Estas bocas, que salen a encontrarse apresuradas, lo hacen muchas veces cargando un cuerpo colgajo que carga más veces como peso muerto que como erotismo incipiente.

¿Que nexo une a estas primeras manifestaciones de la sexualidad en los adolescentes con la violencia que se presenta en escenarios temporalmente continuos?

Una cosa es que el deseo a veces tenga ciertos tironeos con la agresividad, cierto empuje de arrebato, de abordaje del otro, que en el consentimiento pierda las formas de la suavidad, y otra es que se desate una corriente violenta que desesperadamente busque en el otro satisfacciones directas y desestimadoras de los límites o de posesiones exclusivas como la actuación loca de los celos con todo el peligro que eso acarrea.

En este punto y volviendo al comienzo, «me comí» 6 o 26 en una noche, toma la forma de ese autoconsumirse (comerse a uno mismo) que empuja hacia el fenómeno de lo masturbatorio, en una escena en la que el otro está más presente como extensión del sí mismo que como exterioridad. Una cosa es comerse comiendo, único modo en que la pulsión puede encontrase con otro, y otra es tragarse al otro como parte de sí. 

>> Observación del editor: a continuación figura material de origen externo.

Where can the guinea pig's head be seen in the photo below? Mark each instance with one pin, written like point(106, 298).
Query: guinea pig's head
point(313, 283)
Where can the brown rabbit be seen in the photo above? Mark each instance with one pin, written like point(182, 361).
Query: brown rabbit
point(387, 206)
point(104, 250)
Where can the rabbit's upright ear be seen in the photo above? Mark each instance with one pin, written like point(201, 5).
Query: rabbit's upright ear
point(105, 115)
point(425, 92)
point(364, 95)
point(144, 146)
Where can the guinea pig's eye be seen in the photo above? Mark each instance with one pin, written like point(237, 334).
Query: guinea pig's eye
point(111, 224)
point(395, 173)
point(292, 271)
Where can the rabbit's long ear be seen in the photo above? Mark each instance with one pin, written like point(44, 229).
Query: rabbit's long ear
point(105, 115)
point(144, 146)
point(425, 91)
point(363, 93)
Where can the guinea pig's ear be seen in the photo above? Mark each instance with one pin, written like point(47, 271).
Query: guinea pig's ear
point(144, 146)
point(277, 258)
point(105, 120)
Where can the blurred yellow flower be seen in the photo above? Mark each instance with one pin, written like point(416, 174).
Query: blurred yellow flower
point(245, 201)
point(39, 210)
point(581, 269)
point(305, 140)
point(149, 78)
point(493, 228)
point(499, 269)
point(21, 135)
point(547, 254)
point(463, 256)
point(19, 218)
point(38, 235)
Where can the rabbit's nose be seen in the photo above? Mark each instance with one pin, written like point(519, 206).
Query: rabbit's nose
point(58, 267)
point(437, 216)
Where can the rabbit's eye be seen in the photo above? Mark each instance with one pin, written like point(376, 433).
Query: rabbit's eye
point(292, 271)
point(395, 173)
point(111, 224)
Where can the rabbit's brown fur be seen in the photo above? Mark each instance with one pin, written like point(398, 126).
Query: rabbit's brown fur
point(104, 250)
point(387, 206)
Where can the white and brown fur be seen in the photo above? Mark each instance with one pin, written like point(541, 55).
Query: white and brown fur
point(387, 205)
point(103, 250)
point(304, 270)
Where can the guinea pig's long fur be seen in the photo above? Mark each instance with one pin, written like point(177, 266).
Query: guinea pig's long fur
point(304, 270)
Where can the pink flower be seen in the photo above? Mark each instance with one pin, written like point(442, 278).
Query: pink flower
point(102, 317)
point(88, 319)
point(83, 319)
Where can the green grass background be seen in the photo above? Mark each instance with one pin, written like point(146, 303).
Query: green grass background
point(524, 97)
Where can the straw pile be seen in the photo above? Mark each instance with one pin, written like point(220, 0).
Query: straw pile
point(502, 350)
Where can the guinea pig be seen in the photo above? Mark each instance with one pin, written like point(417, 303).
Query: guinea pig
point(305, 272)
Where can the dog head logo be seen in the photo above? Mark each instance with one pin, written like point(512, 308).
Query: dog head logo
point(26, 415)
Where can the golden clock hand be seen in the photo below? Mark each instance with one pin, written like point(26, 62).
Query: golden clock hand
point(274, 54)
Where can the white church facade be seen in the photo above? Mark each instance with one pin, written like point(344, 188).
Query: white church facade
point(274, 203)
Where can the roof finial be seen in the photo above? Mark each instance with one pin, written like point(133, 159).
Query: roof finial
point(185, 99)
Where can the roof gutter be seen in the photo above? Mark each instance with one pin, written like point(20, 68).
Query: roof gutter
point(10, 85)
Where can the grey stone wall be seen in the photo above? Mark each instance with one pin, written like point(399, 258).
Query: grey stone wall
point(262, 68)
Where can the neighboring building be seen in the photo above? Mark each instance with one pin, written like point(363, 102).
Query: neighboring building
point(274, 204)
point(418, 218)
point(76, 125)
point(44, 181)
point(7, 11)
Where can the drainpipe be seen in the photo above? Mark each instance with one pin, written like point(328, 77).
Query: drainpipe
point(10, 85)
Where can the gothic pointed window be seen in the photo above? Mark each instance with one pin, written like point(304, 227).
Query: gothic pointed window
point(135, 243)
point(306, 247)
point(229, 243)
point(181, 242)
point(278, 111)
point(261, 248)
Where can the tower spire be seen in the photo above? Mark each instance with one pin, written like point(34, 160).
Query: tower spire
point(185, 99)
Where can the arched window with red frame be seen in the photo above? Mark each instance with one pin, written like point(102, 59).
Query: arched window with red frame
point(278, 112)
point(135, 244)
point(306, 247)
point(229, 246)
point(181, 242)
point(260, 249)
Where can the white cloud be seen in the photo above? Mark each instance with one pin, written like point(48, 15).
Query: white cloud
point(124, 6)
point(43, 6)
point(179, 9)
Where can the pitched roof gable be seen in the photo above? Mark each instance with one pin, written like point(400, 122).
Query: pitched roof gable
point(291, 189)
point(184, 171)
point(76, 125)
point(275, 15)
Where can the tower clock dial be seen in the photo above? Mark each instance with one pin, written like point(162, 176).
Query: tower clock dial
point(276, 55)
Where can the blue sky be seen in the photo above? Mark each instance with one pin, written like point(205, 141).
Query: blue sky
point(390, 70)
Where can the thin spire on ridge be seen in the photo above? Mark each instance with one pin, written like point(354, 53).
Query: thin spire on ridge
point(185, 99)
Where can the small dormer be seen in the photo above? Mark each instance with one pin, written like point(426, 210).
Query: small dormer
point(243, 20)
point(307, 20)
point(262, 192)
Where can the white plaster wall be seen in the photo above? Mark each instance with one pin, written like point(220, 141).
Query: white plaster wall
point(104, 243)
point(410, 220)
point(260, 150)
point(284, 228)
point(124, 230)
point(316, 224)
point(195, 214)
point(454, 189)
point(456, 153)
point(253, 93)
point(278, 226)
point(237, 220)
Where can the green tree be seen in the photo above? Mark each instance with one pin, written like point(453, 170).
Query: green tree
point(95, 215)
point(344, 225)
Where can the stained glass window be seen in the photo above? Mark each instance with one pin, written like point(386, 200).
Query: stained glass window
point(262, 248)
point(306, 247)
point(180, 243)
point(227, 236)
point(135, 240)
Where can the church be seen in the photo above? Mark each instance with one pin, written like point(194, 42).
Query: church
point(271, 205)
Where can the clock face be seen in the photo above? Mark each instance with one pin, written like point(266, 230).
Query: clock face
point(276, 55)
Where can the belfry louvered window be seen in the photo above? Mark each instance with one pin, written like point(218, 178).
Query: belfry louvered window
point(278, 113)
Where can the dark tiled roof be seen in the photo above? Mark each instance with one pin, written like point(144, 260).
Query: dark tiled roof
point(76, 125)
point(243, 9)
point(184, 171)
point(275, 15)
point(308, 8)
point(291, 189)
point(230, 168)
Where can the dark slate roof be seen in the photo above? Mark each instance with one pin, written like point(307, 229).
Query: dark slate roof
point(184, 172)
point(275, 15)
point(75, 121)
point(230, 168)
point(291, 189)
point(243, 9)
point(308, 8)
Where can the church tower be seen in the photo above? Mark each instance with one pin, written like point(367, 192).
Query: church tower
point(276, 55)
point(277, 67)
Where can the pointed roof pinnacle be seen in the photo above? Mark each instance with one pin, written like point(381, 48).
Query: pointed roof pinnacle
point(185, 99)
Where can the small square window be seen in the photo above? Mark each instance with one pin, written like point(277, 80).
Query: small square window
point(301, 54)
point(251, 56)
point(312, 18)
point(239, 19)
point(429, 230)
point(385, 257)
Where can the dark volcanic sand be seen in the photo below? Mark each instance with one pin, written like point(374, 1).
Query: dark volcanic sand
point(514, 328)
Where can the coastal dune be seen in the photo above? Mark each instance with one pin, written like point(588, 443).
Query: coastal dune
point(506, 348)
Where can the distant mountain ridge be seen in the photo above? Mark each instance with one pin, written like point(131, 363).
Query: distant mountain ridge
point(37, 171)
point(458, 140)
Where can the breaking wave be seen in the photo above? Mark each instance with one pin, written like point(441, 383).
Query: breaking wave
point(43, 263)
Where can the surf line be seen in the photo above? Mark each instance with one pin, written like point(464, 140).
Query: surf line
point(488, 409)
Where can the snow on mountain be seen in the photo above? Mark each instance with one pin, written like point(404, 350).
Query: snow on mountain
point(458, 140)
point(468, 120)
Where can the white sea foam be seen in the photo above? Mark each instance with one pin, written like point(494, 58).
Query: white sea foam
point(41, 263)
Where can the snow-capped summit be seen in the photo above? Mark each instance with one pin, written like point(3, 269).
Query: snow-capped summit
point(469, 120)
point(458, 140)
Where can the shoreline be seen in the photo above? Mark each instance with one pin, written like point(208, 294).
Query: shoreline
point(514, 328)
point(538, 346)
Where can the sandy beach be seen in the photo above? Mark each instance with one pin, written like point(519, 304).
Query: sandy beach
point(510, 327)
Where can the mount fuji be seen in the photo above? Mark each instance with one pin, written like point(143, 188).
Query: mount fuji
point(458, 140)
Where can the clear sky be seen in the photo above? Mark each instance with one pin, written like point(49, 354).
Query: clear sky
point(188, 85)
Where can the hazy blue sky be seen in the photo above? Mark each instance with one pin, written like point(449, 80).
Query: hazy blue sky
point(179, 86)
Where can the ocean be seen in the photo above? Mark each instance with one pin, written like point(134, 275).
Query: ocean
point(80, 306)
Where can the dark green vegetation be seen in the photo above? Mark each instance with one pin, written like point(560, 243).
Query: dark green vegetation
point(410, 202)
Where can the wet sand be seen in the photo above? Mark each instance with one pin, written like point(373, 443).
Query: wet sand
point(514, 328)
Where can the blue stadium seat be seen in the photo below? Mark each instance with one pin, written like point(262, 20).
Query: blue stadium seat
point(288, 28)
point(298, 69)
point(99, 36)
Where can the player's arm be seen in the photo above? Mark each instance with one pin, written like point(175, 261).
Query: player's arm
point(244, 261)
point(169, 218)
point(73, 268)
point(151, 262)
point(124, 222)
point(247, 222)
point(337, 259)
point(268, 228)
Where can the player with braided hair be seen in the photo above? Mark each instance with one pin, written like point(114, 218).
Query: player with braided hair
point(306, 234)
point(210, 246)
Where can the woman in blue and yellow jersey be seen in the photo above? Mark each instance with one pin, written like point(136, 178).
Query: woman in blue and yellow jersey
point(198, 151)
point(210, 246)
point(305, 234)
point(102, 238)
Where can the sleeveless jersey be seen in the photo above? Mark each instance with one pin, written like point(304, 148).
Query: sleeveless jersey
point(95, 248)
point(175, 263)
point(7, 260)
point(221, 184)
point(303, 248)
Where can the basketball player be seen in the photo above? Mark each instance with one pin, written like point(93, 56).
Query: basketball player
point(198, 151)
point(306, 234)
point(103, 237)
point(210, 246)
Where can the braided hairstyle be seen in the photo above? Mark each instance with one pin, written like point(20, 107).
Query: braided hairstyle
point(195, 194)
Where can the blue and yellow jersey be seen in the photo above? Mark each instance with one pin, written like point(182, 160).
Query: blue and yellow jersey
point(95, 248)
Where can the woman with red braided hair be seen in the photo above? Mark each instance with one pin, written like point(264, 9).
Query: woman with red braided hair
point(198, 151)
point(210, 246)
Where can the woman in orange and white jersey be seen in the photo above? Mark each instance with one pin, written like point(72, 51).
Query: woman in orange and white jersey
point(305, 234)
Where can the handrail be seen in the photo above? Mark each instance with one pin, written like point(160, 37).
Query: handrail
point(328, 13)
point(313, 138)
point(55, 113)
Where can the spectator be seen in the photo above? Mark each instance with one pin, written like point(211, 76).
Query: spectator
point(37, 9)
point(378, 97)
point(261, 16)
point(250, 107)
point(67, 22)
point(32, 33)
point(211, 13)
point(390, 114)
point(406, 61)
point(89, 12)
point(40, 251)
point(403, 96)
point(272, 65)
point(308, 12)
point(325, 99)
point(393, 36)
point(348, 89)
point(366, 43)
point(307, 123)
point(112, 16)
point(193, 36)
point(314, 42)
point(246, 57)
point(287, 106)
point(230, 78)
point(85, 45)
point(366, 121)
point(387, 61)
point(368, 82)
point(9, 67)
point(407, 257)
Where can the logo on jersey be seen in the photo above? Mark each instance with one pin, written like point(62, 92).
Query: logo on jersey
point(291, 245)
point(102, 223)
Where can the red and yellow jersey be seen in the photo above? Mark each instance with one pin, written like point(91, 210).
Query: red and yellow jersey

No estamos diciendo que todo tiempo pasado fue mejor ni que antes la cosa era más benéfica o simple para los adolescentes, pero si nos preguntamos cuál es la labor que el psicoanálisis tiene con los adolescentes de estos tiempos, que presentan modos de vínculo bien distintos a las elaboradas neurosis que los pacientes de Freud tenían entre los 15 y los 20 años. 

Lejos de buscar la coincidencia exacta entre la teoría y la práctica, ciertos fenómenos de época empujan a reescribir lo que en cada tiempo aparece como típico o habitual. Se trata de un hábito clínico que es imposible eludir si queremos mantener un psicoanálisis vivo.